We talk a lot about the value of local. We eat local. We buy local. And we know how important it is to recruit locally. What are the best ways to leverage the presence of local volunteers?
Reaching out to community organizations is essential to both enlisting enough volunteers and incorporating your event into the hosting community. Schools often have incentives for students to pursue volunteer opportunities. Certain sororities and fraternities have service built into their bylaws. Service-minded organizations such as Kiwanis, Rotary Club, and Lions Club focus on community improvement and have great potential to partner with you.

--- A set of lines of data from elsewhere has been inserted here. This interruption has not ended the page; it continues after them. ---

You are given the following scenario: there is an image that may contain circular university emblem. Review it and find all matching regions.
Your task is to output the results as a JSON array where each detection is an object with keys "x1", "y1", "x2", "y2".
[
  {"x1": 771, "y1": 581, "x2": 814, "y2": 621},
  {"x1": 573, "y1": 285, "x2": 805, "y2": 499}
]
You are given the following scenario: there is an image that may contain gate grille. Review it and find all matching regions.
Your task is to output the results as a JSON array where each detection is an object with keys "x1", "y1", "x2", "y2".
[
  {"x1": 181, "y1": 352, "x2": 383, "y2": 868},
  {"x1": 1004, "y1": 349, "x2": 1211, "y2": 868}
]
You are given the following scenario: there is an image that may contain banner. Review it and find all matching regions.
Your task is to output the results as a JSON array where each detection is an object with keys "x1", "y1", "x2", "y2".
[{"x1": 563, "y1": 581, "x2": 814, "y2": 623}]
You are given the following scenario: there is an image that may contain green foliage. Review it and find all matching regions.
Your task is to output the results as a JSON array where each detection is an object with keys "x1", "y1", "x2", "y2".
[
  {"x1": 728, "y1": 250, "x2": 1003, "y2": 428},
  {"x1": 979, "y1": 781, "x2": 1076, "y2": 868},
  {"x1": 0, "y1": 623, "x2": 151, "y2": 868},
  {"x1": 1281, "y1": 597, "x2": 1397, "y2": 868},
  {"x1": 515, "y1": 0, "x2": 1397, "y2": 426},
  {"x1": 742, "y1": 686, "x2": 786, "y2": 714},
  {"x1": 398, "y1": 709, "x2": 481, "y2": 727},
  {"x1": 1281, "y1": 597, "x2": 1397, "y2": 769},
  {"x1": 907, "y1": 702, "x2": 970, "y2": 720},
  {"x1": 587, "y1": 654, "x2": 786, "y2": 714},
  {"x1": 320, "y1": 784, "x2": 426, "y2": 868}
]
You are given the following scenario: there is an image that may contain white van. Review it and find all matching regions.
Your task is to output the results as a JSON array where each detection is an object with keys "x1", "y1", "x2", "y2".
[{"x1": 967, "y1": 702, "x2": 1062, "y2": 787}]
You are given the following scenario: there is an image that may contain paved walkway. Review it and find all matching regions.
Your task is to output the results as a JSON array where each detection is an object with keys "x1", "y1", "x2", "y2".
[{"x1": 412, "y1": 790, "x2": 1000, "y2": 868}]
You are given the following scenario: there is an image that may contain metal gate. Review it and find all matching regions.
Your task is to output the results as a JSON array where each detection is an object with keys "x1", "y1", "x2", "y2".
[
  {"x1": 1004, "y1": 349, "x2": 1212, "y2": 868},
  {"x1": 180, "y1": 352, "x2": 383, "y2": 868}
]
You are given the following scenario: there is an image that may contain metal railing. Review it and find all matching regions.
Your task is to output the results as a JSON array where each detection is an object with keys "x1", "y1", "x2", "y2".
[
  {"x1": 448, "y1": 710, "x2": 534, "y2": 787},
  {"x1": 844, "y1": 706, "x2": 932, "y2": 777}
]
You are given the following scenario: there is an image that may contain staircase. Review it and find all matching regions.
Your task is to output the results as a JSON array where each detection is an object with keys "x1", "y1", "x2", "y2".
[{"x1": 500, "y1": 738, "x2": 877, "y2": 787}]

By recruiting from a variety of entities, your volunteer base grows in diversity and gives you an effective snapshot of the city, suburb, or neighborhood you’re planning to reach. Each individual offers a unique understanding of the local context and can provide insight as to how to successfully tailor your event to the event location. Now let’s make the most of it!
1. Give Some Form
Before asking your volunteers about event details, gather as a staff to decide the aspects of your event that are most core to your mission and vision. You know your organization and its goals the best! List the qualities and methods that are central to who you are as an organization or to the event itself. These are your non-negotiables and therefore not up for discussion or debate with your volunteers. This may sound harsh, but by providing this structure before you talk with volunteers, the conversation remains focused and your volunteers better understand the overall goals of the event and organization.
2. Give Some Freedom
Now that your non-negotiables are in place, decide what is flexible! There is often a difference between “the way we’ve always done it” and “the way we should do it this time.” Your volunteers can help you bend and shift on these topics to maximize your overall effectiveness. Take a look at your logistical decisions, local marketing strategies, or any other areas that need to adapt to different locations, and bring in your volunteers! Utilize email surveys or plan volunteer forum opportunities. Identify key volunteers who seem most in-step with your work and invite them to planning meetings. It’s not wise to incorporate every idea, of course, but intentionally communicating with your volunteers helps you adapt to event locations and helps your volunteers invest in their work on a deeper level.
3. Get Some Feedback
While we strive to integrate great methods before the event, sometimes the best ideas come afterward. After an event, continue your volunteer communication to gather ways you succeeded and ways you can improve in the future. Keeping notes about what worked and what should be modified helps create an even better experience when you return and shows your volunteers that you’re listening!
Incorporating the voice of your volunteers may take patience and creativity, but the end result elevates your event from good to great.